Half the Heechee had families. Half the ones with families had been allowed to bring mate and offspring with them, just as peacetime American soldiers had carried along wives and kids. The similarities ended there. Peacetime soldiers suddenly called on to fight usually had the chance to send their families out of the way. The Heechee didn’t. The places they were stationed in were the ships they set out in, and so in those first half dozen ships the crews included pregnant females, infants, and a fair number of school-age Heechee children. Most of these were terrified. Few wanted to go on this mystery-bus excursion into the unknown . . . but then, much of the same was true of the crews themselves.

None of this Audee saw with his own eyes, only in the communications screens of Captain’s spaceship.
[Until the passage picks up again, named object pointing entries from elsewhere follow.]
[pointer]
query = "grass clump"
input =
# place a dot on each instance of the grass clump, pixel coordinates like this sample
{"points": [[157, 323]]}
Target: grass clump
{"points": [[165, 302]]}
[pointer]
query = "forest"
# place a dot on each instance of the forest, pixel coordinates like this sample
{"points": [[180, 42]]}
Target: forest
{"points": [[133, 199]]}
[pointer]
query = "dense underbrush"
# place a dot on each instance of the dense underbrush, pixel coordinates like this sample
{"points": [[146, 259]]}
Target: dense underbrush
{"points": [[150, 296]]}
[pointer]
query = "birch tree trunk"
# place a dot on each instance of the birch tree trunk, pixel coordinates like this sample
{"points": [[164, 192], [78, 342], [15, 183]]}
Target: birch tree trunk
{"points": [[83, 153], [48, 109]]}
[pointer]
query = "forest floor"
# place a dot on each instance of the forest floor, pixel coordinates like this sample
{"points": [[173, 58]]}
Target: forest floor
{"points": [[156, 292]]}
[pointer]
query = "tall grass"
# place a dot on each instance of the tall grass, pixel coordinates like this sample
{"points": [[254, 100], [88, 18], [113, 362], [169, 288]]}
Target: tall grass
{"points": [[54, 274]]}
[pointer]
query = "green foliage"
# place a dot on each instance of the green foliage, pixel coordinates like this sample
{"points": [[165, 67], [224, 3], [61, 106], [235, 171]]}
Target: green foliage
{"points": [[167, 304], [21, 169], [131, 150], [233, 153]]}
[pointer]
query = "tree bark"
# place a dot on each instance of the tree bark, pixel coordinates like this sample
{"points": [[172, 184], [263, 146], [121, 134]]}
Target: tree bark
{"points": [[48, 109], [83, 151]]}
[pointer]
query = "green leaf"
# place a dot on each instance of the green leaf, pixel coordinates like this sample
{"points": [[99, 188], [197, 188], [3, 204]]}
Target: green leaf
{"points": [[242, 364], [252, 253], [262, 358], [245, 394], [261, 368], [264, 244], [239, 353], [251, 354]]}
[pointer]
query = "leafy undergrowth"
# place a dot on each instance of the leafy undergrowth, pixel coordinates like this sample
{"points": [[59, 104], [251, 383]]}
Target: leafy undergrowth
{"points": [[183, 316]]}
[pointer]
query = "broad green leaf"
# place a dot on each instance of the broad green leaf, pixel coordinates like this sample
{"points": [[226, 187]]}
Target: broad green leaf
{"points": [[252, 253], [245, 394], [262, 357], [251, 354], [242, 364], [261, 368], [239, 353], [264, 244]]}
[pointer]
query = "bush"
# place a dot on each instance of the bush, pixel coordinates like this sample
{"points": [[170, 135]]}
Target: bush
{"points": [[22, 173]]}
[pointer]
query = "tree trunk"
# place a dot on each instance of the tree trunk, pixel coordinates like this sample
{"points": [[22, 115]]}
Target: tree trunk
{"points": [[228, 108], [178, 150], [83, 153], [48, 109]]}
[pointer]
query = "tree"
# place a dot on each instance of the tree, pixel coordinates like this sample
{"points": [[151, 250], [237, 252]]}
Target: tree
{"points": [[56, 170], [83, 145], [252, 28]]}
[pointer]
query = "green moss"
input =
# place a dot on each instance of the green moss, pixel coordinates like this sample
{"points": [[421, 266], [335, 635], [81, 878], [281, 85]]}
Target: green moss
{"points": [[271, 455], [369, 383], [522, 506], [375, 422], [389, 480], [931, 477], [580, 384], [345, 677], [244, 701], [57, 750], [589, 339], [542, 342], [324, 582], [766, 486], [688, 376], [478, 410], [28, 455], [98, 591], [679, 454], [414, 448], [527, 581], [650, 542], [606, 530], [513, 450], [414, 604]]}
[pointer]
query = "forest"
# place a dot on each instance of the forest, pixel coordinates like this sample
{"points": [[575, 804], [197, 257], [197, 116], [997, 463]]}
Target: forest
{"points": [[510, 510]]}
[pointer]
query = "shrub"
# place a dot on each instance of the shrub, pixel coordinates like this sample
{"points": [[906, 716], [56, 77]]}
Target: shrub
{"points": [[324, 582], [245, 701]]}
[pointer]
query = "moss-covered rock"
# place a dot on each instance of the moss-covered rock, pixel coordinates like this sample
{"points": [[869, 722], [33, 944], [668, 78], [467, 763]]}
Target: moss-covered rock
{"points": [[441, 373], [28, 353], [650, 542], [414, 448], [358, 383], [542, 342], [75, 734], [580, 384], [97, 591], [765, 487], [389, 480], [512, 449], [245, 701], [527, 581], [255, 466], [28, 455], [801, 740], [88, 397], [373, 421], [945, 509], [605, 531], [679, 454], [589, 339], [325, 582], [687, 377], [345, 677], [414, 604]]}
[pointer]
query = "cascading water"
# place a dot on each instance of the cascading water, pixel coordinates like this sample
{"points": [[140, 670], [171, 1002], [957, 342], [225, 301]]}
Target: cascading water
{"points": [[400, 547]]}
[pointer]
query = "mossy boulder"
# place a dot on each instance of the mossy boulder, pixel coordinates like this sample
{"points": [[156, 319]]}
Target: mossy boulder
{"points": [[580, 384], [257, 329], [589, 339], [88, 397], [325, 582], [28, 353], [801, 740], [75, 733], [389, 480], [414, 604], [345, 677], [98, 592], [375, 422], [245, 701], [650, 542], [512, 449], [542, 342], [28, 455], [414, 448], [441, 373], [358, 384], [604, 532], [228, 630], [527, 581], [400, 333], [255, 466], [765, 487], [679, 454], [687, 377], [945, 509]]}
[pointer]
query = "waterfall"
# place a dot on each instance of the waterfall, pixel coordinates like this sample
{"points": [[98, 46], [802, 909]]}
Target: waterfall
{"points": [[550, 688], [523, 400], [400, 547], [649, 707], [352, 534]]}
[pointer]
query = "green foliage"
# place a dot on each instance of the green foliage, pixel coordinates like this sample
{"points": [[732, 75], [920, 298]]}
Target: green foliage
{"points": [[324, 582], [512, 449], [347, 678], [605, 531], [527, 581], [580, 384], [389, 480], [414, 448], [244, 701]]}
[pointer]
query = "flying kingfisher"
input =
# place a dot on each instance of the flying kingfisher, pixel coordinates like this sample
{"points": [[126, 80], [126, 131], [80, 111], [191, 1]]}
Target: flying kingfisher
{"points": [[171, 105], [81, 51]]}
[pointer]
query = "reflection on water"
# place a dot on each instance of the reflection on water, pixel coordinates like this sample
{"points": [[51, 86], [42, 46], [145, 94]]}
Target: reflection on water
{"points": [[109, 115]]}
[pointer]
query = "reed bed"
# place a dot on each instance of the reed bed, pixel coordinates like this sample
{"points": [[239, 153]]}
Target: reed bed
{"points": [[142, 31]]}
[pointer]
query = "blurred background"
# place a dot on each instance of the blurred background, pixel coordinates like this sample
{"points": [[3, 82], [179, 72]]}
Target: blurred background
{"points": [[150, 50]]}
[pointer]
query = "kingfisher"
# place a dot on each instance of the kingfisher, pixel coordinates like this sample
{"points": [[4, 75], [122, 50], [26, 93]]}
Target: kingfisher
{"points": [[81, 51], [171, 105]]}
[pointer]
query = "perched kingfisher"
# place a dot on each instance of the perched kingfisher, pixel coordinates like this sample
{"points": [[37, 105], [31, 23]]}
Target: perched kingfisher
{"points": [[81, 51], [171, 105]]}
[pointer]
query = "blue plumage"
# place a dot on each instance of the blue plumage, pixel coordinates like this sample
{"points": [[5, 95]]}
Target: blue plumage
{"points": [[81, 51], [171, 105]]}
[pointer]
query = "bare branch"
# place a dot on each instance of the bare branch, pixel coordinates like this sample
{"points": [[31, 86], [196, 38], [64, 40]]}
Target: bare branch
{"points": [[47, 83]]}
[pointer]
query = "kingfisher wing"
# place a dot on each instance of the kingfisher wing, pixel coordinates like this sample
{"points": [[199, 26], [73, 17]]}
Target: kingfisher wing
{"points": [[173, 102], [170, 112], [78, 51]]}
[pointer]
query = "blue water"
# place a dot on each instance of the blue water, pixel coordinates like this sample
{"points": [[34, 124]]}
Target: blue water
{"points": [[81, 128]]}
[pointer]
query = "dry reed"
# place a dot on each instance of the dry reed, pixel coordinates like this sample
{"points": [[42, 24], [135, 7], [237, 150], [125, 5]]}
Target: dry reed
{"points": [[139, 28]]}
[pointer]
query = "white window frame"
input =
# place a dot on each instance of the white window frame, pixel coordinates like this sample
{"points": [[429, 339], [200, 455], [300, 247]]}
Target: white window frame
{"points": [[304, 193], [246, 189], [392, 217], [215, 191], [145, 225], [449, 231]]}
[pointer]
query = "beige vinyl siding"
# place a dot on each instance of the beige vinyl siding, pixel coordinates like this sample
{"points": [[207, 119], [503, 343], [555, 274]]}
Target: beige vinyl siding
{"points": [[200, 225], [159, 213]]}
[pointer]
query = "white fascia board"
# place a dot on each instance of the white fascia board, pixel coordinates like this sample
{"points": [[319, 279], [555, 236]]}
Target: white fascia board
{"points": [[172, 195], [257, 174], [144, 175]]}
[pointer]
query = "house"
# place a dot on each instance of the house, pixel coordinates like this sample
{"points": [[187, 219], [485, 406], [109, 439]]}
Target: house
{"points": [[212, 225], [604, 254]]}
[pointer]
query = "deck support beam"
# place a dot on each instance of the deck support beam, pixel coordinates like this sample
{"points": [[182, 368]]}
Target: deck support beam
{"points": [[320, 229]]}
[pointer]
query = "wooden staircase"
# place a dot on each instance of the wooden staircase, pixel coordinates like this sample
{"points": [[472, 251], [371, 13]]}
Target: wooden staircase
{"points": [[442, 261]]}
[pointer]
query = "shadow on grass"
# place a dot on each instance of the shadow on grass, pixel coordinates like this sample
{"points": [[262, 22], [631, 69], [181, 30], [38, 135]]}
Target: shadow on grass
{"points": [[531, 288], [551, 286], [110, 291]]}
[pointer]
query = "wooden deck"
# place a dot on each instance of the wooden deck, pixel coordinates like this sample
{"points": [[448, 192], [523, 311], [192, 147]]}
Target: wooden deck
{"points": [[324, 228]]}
That was what he arrived in, and there he stayed.

By the beginning of the fifth hour of his visit to the core, another spaceship had had time to reach them.

The two ships docked. The second ship was much larger than Captain’s. It had a complement of nearly thirty, and all of them slid as rapidly as they could through the mated hatches to observe this queer animal, this “human,” at first hand.

The first thing that happened was that three of the new Heechee, gently and carefully, took Audee’s pod away from him. So he was deprived at once of the comforting presence of Twice. He understood the necessity; none of the new Heechee spoke English, and anyway, they could get from the stored mind of the Ancient Ancestor all the information she had been getting from him over weeks, in far less time than he could say any of it. That was an explanation; it didn’t make the loss less acute.

The second thing was that all his familiar Heechee shipmates were dragged away into the roil of newcomers, standing packed against each other in knots around each of the Heechee from the ship, talking and gesticulating and, yes, smelling. The typical, ammomacal Heechee reek was overpowering, with so many of them squeezed into the ship. Audee had almost forgotten the smell existed, through custom; and besides, the Heechee who produced it were friends. The new ones were all strangers.